How to learn Query Optimization Basics for Data Warehousing in Data Engineer for free

Who this is for

Data Engineers and Analytics Engineers who run or maintain warehouse queries (ELT pipelines, dashboards, ad-hoc analyses) and want faster, cheaper, more reliable results.

Prerequisites

Comfortable writing basic SQL (SELECT, WHERE, JOIN, GROUP BY).
Know your warehouse basics: tables, partitions/clustering/sort keys (conceptually), and how to run EXPLAIN/QUERY PLAN.

Why this matters

In a data warehouse, inefficient queries waste time and money.

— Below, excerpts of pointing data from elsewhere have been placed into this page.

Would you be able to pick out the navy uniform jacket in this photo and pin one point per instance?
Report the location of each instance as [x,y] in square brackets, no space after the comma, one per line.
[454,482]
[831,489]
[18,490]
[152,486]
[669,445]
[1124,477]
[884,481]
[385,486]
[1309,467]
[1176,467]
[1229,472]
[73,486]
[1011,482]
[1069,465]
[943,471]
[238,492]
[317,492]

As a Data Engineer you will:

Keep BI dashboards responsive during peak hours.
Cut compute/storage costs by scanning less data.
Meet SLAs for batch jobs and backfills.
Make incident triage faster with explain plans and quick fixes.

Reality check: where performance goes

Scanning entire fact tables when only a recent window is needed.
Joining before filtering, exploding rows and network shuffle.
SELECT * pulling unneeded columns through every stage.
Non-sargable predicates (wrapping columns in functions) that break partition pruning and indexes.

Concept explained simply

Query optimization means returning the same correct results while reading less data, moving less data, and doing less work. In warehouses, that mostly means: prune early, project fewer columns, filter before join, and aggregate as soon as possible.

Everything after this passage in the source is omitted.